The future of farming could lie in regenerative organic agriculture and the grain Kernza could be a part of it.

Kernza is ideally suited for organic regenerative agriculture. Its long roots and perennial growth allow it to thrive without pesticides and use less water than conventional wheat while helping to reduce erosion and remove more carbon from the atmosphere. 

And, as some breweries can attest to, it just so happens to make delicious beer. 

The upcoming issue of Brewer Mag’s print issue will feature a Q&A on the grain, but the breweries also shared with Brewer how they work on educating consumers on the benefits of using the grain.

All of Arizona Wilderness’ messaging around its Kenza Lager centered on the grain and what it can do for the climate and our world, explained Head of Production, Brad Miles. 

“We try to tell that story through the beer description on the cans and online, through blog posts on our website, and through social media posts,” he said. “Our staff are also trained to let customers know about Kernza whenever someone buys a pint of the beer.” 

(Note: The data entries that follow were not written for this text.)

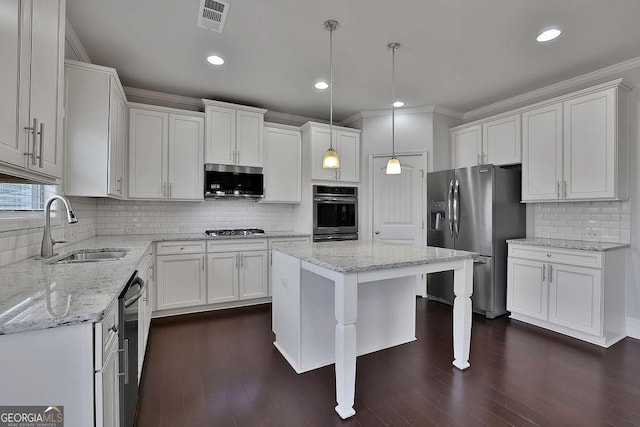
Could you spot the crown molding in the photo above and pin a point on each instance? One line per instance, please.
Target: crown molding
(76, 45)
(145, 96)
(552, 90)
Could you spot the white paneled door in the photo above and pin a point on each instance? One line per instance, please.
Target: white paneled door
(398, 200)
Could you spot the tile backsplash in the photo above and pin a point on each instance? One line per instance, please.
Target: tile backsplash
(596, 221)
(17, 245)
(150, 217)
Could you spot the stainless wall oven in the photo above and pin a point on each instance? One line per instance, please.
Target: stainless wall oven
(335, 213)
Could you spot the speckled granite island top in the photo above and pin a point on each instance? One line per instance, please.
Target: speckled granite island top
(368, 255)
(581, 245)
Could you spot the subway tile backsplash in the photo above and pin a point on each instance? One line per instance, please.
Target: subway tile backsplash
(158, 217)
(595, 221)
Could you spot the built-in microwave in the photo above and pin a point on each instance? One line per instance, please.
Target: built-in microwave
(335, 213)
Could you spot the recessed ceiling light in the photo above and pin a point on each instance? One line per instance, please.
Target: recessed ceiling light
(548, 35)
(215, 60)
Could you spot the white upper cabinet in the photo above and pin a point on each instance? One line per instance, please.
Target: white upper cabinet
(542, 153)
(576, 148)
(466, 146)
(233, 134)
(95, 129)
(494, 141)
(501, 141)
(165, 153)
(346, 142)
(282, 164)
(32, 51)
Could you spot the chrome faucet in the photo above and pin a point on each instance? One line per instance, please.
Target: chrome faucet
(46, 249)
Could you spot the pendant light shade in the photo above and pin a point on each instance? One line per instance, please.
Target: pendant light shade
(331, 160)
(393, 165)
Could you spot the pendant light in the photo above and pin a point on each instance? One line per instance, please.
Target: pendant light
(331, 160)
(393, 165)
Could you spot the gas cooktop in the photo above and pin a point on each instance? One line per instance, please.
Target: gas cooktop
(235, 232)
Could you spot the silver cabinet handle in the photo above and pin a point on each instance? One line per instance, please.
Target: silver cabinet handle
(33, 129)
(41, 133)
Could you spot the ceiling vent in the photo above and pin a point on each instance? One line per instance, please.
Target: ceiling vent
(213, 14)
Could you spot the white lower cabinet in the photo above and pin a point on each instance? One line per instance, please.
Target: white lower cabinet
(237, 270)
(181, 278)
(580, 293)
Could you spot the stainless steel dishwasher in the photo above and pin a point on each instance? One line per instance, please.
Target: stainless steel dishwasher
(128, 344)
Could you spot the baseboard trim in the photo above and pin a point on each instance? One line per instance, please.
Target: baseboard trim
(633, 328)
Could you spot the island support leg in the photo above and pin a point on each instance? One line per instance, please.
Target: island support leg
(462, 288)
(346, 303)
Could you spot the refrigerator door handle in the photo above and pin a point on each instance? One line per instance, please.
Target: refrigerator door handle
(449, 214)
(456, 207)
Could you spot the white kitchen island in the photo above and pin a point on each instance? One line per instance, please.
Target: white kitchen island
(334, 301)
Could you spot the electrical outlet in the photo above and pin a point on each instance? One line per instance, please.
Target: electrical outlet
(592, 233)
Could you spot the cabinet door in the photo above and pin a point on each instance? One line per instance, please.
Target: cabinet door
(220, 135)
(45, 103)
(542, 153)
(575, 298)
(148, 141)
(222, 277)
(348, 147)
(282, 165)
(501, 141)
(253, 275)
(527, 288)
(319, 145)
(117, 127)
(249, 138)
(12, 136)
(186, 162)
(466, 146)
(180, 281)
(590, 146)
(107, 384)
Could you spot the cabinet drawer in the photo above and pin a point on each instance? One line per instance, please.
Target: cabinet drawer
(566, 256)
(237, 245)
(106, 335)
(176, 248)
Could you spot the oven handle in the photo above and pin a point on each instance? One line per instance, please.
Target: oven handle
(136, 281)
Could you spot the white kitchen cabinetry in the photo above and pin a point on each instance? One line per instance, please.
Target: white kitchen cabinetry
(494, 141)
(282, 164)
(237, 270)
(579, 293)
(32, 52)
(576, 148)
(95, 129)
(234, 134)
(346, 142)
(165, 153)
(181, 276)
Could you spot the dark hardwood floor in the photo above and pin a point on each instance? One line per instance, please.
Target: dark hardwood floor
(221, 369)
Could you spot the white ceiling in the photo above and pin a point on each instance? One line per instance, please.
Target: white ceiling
(459, 54)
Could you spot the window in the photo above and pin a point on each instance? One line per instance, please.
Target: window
(22, 197)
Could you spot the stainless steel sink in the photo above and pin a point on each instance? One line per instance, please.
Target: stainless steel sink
(93, 255)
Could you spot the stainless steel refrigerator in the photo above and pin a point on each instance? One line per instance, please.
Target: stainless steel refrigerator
(475, 209)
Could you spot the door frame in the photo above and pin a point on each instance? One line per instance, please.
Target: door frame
(372, 156)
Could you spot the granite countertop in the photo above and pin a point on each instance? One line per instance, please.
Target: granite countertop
(368, 255)
(34, 293)
(581, 245)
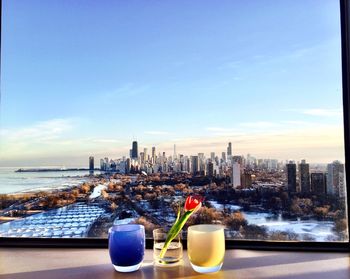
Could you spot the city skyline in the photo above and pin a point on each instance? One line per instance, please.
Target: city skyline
(198, 80)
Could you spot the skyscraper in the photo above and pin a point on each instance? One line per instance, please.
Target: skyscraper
(318, 184)
(153, 154)
(212, 156)
(336, 179)
(134, 150)
(292, 177)
(145, 153)
(304, 177)
(229, 150)
(236, 174)
(210, 171)
(223, 155)
(194, 164)
(127, 166)
(91, 164)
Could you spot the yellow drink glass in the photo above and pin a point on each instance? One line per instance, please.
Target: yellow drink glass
(206, 247)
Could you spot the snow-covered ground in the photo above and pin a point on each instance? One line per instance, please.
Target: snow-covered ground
(319, 230)
(97, 191)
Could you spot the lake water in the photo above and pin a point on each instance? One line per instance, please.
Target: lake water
(318, 230)
(12, 182)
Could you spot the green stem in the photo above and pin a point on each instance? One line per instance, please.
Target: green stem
(174, 231)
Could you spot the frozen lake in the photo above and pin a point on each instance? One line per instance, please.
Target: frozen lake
(318, 230)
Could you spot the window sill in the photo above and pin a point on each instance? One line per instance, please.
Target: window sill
(16, 263)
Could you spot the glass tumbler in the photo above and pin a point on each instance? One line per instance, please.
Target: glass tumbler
(206, 247)
(126, 244)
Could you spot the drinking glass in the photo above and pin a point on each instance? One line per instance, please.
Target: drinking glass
(174, 252)
(206, 247)
(126, 245)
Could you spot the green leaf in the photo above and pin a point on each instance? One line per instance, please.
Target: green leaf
(174, 231)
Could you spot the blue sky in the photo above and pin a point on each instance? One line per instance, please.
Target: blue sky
(88, 77)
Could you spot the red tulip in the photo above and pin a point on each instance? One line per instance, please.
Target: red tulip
(193, 202)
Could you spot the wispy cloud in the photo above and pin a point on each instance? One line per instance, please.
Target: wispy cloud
(324, 112)
(259, 124)
(159, 133)
(127, 90)
(220, 131)
(106, 140)
(41, 131)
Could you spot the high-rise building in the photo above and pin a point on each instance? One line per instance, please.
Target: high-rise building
(292, 177)
(153, 154)
(318, 184)
(194, 165)
(91, 164)
(134, 150)
(127, 166)
(336, 179)
(246, 180)
(236, 175)
(145, 154)
(229, 150)
(223, 155)
(210, 172)
(304, 177)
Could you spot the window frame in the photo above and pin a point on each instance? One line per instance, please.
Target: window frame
(241, 244)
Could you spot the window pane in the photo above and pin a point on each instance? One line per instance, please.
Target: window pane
(114, 111)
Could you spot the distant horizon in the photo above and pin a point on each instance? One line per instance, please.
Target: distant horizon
(196, 74)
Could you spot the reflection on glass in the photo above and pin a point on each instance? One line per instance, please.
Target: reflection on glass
(126, 247)
(206, 247)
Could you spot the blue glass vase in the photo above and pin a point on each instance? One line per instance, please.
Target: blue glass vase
(126, 244)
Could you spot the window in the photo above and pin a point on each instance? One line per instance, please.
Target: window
(118, 110)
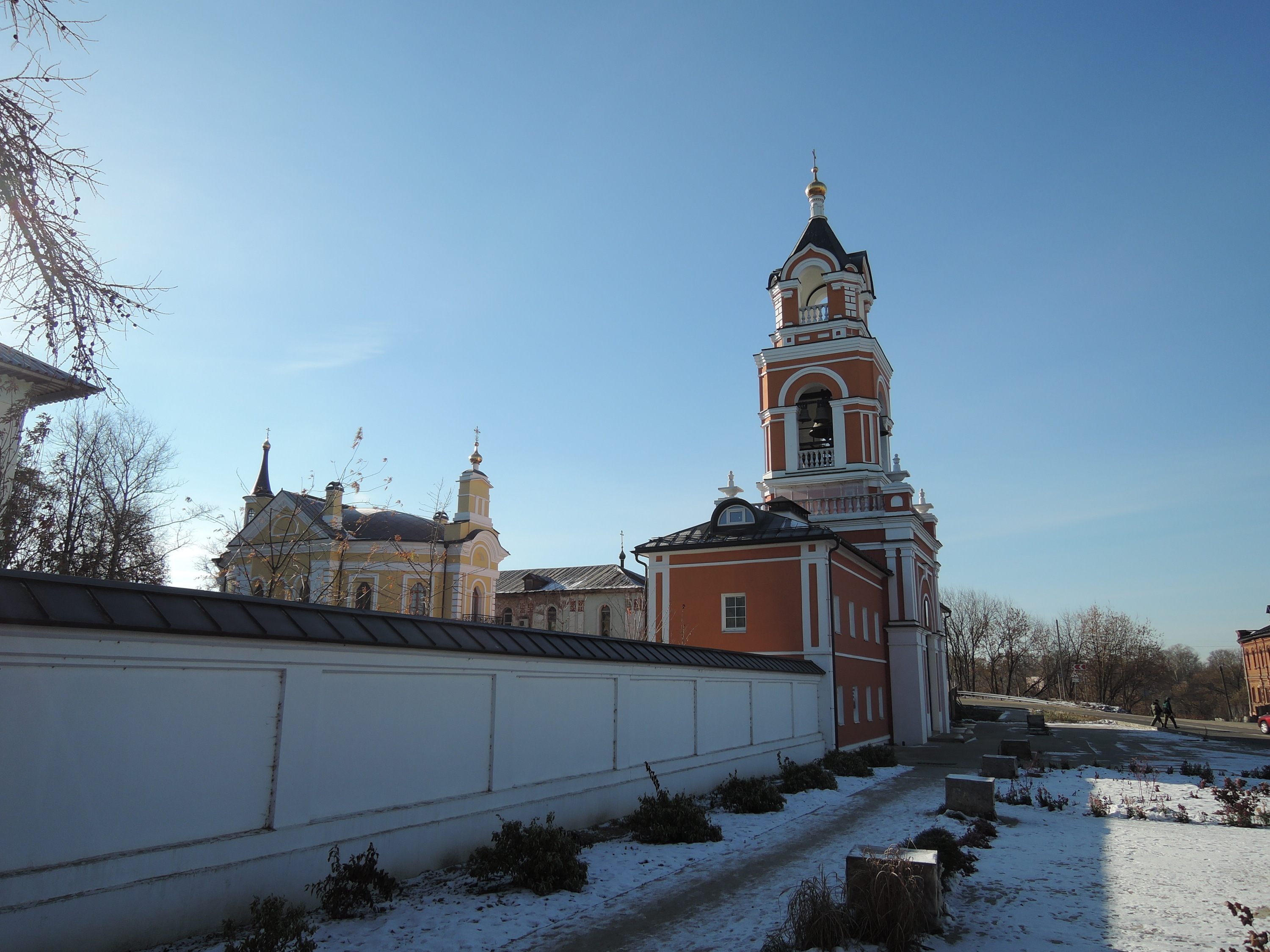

As part of the partnership with Patagonia Provisions, which worked with 11 different breweries across the country, the company provided extensive education about Kernza and regenerative agriculture in general.  

READ MORE: Patagonia Launches New Partnership Program in Collaboration with Craft Breweries

“We used QR codes to both educate and elicit feedback from our customers when we first launched,” said Topa Topa CEO and founder Jack Dyer. “Further, we trained all of our employees and beer tenders on the benefits of regenerative agriculture.  

“It’s been well received by both customers and employees.”

Trent Tokos, the VP of Marketing for Craft ‘Ohana (Maui Brewing & Modern Times) said that Patagonia was great with POS in taprooms along with social media awareness building campaigns in Patagonia stores and through all of their social media channels along with information on beer menus at taprooms and online.

“The concept of sustainable farming is first and foremost what we talk about,” said LUKI Brewery co-owner Jeff Smith.

“Many guests understand it takes a lot of water to create beer, but I think the farming aspect of grains and hops is quickly forgotten,” he said. “So, we talked about Kernza as one potential future of beer production and how the supply chain is taking climate change seriously.”